The following thoughts on orchid care have been gained from a number of years of experience as an amateur orchid enthusiast and talking with other enthusiasts.
- Every once in a while, give your orchid plant a good watering in the sink, letting the water flow through for a minute or so to flush out the media. Use room temperature water, perhaps from a gallon milk jug that has sat overnight.
- If you have had your orchid for over a year or two, it may need to be repotted. Pick up some media mix from your plant store, carefully remove the plant from the pot and shake out the old media potting mix, rinse the roots, cut off the dead roots, and replace the plant into the pot while filling in the new media around and under the roots. Water it generously when done.

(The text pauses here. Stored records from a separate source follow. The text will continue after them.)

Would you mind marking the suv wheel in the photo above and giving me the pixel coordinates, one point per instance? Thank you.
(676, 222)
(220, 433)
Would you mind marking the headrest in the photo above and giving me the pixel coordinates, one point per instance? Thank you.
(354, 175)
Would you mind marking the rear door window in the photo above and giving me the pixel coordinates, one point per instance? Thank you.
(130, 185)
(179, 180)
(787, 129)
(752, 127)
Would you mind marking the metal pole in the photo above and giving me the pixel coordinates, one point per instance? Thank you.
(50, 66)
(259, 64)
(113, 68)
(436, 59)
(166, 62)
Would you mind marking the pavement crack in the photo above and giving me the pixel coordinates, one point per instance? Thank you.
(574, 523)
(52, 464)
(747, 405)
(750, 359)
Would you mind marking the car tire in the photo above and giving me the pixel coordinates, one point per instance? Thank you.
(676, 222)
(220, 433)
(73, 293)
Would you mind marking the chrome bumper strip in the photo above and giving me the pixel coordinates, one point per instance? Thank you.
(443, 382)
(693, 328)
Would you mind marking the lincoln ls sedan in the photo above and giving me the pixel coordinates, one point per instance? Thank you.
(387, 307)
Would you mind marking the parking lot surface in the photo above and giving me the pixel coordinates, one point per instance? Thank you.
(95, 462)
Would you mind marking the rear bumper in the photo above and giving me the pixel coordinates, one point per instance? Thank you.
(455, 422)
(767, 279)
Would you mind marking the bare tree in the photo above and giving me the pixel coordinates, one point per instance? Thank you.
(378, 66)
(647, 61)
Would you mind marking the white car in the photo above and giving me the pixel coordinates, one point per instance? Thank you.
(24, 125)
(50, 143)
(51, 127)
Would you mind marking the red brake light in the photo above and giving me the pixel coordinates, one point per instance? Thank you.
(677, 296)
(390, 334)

- After your orchid has bloomed, you can do a couple of things with the spike(s). After the blooms have dropped off, you can leave the old spike alone for a while. Keep on feeding your orchid as usual. Sometimes a new spike will sprout from the old one and develop new blooms. If the old spike does not generate a new spike and blooms, in all likelihood it will turn brown and die. In this case, take a sharp knife or gardening scissors and cut the old spike off as near to the base as possible without nicking any leaves. Alternatively, you can remove the old spikes immediately after bloom drop and the plant will grow one or more new spikes in the next three to nine months, depending on growing conditions.
- Spray the leaves and exposed roots often, at least several times per week with a dilute fertilizer solution (or just plain water). It is fine for the roots to be growing above and over the edge of the pot.

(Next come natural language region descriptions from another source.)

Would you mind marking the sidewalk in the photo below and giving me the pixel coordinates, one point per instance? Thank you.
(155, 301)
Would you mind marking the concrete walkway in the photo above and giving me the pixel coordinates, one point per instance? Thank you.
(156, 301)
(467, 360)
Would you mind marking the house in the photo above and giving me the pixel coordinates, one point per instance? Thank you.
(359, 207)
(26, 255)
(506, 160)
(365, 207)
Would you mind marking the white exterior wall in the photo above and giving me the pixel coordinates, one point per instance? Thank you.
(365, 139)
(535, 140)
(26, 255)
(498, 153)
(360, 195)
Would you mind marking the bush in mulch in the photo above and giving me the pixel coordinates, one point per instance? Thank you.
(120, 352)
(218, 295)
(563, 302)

- Fertilize your plant once per week with a dilute solution of fertilizer, such as our Orchid Thrive, at the rate of one teaspoon per gallon of water. Add enough solution so that a little drips out the bottom of the pot. Use plain water every fourth week to flush the media. In hot, dry weather, if your orchids are outside, you may need to water them twice per week.
- Make sure your orchid pot can drain well. Either hang it with a wire hanger, or put it in a saucer with gravel so any excess water can drain completely away from the bottom of the pot.
- Avoid direct sunlight that can overheat your orchid plant. Also, avoid direct air flow, such as from a furnace vent. Some indirect airflow such as from an overhead fan is helpful.
- In the summer, hang your orchid outside under a tree to give it humidity and indirect sunlight. Keep on watering and feeding it. In the fall, keep it outside until the night temperature reaches low 50’s°F or high 40’s°F. That will promote new spikes and blooms. When you bring your orchids inside for the winter, you probably should repot them with fresh media. There may be some ants, beetles, and other critters that have taken up residence over the summer.
With this advice on after-bloom care for orchids and orchid growing tips, you and your plants should enjoy many spikes and blooms throughout the year.